Undersea Fiber-Optic Cables Can Detect Silent Whales by the Water They Displace

Whales spend most of their time not making a sound. Vocalization-based tracking, the standard tool for studying cetacean movement and behavior, leaves a blind window covering the majority of their lives. A new study from the Norwegian University of Science and Technology has found a way to fill that gap, using a network of sensors already lying on the seafloor: undersea fiber-optic telecommunications cables.

The study, led by Robin André Rørstadbotnen and Martin Landrø at NTNU’s Centre for Geophysical Forecasting and published in PNAS on June 23, demonstrates that distributed acoustic sensing (DAS) on a commercial submarine cable off the coast of Svalbard in the Arctic can detect silent blue whales by the hydrodynamic pressure fields generated by their swimming bodies.

How DAS works, and how they extended it

Distributed acoustic sensing works by firing coherent laser pulses down an optical fiber. Microscopic impurities in the glass cause a small fraction of the light to reflect back toward the source, Rayleigh backscattering. When an acoustic wave or pressure fluctuation strains the fiber, the phase of the backscattered light shifts in proportion to the strain. Because the speed of light in the fiber is known precisely, the interrogator can localize the disturbance to within approximately 10 meters along cables 50 kilometers or longer. The entire cable becomes thousands of virtual strain sensors.

DAS has been used for earthquake detection, pipeline monitoring, and acoustic whale tracking, but standard DAS records frequencies in the acoustic range, the sound waves that whales produce when they vocalize. Rørstadbotnen and Landrø pushed the technique into the ultralow-frequency regime of 0.01 to 0.1 hertz, where the signal is not acoustic but hydrodynamic: the physical displacement of water created by a moving body.

When a whale swims, its body pushes water aside, generating a pressure and velocity field around it. This is the same kind of signal produced by a ship moving through water, though approximately 100 times smaller at comparable distances. The NTNU team adapted a model originally published by Rayleigh in 1917 describing cavity collapse in incompressible flow to the case of a translating source, the swimming whale. The strain-rate amplitude when the source is directly above the fiber is proportional to the inverse cube of the source depth, limiting the detection range to approximately 40 meters for whales compared to roughly 550 meters for large ships.

Real ocean demonstration

This was not a tank experiment. The team used a live seabed telecom cable off Svalbard, real Arctic infrastructure, data gathered for other purposes and re-analyzed. They identified 13 low-frequency hydrodynamic events from blue whales that were not vocalizing at the time, cross-referencing the signals against vocalization spectrograms (blue whale downsweeps from 60 to 20 hertz) to confirm the species identity.

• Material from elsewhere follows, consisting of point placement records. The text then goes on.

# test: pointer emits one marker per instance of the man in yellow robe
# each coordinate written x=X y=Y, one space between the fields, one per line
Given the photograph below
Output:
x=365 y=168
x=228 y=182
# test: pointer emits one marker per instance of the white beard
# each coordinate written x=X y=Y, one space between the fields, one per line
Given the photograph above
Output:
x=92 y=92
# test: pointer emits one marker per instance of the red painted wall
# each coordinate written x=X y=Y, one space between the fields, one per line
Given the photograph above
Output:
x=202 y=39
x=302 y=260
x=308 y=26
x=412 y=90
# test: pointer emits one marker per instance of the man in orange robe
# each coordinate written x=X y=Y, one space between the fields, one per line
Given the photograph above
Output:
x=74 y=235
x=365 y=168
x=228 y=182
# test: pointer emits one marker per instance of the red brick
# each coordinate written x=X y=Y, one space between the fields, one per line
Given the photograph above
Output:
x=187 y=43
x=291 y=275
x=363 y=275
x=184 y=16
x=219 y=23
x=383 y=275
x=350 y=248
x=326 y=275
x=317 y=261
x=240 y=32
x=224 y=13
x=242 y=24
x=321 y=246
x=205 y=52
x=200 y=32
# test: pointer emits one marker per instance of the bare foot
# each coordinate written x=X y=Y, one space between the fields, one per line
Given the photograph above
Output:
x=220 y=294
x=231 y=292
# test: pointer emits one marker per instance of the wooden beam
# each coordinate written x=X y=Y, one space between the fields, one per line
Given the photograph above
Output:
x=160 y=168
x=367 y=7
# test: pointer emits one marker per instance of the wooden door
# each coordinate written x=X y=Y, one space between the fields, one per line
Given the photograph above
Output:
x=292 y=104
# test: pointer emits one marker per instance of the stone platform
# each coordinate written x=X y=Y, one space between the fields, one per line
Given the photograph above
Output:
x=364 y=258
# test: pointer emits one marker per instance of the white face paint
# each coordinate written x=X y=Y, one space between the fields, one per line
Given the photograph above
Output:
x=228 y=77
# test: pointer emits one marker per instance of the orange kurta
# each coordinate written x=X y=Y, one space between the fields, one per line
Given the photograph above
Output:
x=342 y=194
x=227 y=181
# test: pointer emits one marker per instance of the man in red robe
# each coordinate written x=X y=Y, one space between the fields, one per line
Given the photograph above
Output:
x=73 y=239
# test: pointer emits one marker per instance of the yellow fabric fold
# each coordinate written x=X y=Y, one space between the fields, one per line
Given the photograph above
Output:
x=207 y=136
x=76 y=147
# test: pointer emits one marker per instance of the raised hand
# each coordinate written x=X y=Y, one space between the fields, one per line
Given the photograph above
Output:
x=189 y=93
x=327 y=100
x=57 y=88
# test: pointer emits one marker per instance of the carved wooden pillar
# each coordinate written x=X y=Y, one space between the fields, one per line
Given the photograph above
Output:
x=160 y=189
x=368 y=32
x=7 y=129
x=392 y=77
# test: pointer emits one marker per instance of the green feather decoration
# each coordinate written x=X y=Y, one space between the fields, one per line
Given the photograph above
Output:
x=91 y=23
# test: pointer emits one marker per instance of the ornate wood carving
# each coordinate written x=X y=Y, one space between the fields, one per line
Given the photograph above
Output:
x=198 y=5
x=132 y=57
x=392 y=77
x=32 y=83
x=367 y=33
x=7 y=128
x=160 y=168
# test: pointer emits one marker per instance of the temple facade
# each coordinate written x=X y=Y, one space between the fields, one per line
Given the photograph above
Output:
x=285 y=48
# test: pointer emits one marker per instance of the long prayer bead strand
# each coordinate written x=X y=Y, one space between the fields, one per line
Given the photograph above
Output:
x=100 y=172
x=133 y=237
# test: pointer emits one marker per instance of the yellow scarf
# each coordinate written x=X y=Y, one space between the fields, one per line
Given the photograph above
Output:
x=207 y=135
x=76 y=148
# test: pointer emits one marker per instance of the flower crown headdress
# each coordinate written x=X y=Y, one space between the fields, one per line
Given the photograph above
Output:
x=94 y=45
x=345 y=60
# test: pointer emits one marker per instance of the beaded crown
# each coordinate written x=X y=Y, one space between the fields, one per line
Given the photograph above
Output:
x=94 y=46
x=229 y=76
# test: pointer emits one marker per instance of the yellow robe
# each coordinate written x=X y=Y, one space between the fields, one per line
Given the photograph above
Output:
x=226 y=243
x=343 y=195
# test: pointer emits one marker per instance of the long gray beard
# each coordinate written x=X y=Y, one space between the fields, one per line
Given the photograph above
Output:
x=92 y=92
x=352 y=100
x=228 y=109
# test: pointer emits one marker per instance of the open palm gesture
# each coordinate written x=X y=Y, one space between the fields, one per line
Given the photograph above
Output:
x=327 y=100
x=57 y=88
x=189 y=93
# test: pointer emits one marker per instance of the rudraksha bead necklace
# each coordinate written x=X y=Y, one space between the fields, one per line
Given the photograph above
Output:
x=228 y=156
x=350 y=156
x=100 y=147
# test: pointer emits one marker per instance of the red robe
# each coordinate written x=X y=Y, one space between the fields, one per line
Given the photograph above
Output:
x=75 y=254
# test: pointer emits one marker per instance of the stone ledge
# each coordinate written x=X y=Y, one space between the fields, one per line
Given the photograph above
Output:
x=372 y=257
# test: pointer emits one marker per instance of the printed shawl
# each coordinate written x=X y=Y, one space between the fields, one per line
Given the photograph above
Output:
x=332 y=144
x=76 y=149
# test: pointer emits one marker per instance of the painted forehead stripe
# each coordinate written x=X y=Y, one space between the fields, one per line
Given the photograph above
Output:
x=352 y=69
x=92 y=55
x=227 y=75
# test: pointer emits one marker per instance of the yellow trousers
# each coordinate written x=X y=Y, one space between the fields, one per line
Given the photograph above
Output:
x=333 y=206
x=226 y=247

Ship movements were validated against Automatic Identification System data and used as calibration targets for the pressure field model. The signals decayed as the inverse cube of distance, matching the theoretical prediction.

What this enables

The main advantage is coverage. Whales that do not vocalize, or that vocalize in frequency bands above standard DAS recording ranges, as many toothed whales do, are invisible to conventional acoustic monitoring. Hydrodynamic detection works regardless of whether the animal is making noise. The method is also scalable: the global network of submarine telecom cables already on the seafloor could, in principle, be repurposed for passive marine mammal monitoring.

The approach also has potential applications beyond whale detection. The same ultralow-frequency sensitivity could be used to monitor ocean currents, internal waves, and other hydrodynamic features that conventional oceanographic sensors cannot resolve at cable-network scale.